There are exceptions, of course, and we all know what those are. But for every Sports Night there is a Studio 60 on the Sunset Strip. For every The Player there is Once Upon a Time in Hollywood (don’t get me started on Once Upon a Time in Hollywood.)
The greatest film about the art of creation is, of course, Big Night. This small, period film by Stanley Tucci and Campbell Scott film is a beautiful tribute to the immigrant American experience and all the dreams and disappointments that it engenders. But it is first and foremost an epic tale about the creation of food, what it signifies, why what we cook and how we cook it is important, never more poignantly exhibited than the single, five-minute closing shot, virtually wordless, which involves the preparation of a simple breakfast of eggs.
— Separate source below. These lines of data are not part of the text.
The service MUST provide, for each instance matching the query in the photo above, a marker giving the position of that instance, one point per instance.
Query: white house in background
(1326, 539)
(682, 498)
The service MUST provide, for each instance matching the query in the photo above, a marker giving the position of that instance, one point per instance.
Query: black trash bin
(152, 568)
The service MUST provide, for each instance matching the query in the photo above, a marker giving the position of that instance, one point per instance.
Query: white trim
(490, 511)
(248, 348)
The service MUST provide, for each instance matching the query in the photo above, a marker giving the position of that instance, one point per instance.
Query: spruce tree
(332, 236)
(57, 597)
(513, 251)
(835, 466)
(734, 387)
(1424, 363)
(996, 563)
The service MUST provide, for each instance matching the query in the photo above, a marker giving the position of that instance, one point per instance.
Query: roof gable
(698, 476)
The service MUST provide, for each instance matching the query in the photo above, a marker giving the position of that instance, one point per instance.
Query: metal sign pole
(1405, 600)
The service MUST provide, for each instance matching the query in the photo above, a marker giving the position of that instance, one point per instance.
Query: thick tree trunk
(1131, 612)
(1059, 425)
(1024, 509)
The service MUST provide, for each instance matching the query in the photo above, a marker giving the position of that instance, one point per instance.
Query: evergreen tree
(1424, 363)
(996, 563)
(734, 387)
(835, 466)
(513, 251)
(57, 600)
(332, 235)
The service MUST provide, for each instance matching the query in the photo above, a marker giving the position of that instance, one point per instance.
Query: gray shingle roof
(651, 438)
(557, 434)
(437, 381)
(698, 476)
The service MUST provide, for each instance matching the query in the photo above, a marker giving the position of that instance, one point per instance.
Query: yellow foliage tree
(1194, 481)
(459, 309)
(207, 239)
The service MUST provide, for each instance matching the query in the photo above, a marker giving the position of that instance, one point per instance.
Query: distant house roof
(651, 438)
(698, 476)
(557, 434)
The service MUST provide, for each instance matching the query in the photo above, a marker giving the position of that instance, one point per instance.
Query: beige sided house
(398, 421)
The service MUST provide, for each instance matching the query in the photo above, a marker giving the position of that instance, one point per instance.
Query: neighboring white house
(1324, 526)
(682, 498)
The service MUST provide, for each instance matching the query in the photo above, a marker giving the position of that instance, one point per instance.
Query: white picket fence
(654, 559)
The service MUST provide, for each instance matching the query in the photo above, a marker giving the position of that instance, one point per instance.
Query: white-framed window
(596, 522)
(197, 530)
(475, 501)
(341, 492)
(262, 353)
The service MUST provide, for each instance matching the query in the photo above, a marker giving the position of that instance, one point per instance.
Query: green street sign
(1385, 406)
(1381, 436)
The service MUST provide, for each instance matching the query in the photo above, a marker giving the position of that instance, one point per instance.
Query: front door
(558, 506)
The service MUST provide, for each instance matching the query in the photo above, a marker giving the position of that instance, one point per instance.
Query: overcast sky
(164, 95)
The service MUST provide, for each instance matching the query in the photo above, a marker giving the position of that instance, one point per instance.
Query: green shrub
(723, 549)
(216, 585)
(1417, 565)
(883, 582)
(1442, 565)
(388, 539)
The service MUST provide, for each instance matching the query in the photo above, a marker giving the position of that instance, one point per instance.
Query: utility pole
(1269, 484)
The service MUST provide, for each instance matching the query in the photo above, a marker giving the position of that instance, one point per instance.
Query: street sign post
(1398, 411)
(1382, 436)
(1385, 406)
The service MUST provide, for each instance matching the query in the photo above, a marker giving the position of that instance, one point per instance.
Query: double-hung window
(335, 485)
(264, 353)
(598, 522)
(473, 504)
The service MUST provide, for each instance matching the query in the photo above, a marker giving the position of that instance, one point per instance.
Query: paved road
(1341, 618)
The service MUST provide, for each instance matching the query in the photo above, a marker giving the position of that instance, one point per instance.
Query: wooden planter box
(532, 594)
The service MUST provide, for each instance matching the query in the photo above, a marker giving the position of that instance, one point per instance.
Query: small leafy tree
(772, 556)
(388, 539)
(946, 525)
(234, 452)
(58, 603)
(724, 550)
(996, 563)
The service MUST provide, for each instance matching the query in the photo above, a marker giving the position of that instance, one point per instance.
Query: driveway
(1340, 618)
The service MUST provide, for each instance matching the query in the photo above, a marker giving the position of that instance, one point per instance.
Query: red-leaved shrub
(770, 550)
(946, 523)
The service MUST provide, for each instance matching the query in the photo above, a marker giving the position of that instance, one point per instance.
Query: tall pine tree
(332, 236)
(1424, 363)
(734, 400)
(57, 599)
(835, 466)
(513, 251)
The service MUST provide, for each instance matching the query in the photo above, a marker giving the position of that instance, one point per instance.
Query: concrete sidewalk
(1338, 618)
Stanley Tucci, Tony Shaloub "Big Night" (1996) |
The fact that we have not found any new uses for motion pictures in the hundred years since is actually quite demoralizing.
Each tale is presented as prelude to the narrative thread, the rediscovery of these ancient works by a young film historian in the early 1960s. This man is a cipher, it’s not his story and just as well little time is given to him. His presence is a constant reassurance that the films so elegantly described in Smith’s text will not actually be lost to fire, flood, or the natural decomposition of plastic nitrate.
But is it the greatest rumination on the act of creation ever set to paper? Actually, it may be. At least, it excellently represents the chaos of creation. So many biopics or “great man” histories create a familiar origin tale of those who were destined by the universe to become what they eventually, inevitably became. Against all odds! They rise and fall and rise again!
These fictional film makers, impresarios, side show and classical stage performers; they added their piece to the puzzle of how motion pictures work and what they could do with them. But there was no plan, no grand vision for what it would be. Lives are messy, and art is messy, it is only in hindsight that someone else decides whether any of it was worth doing.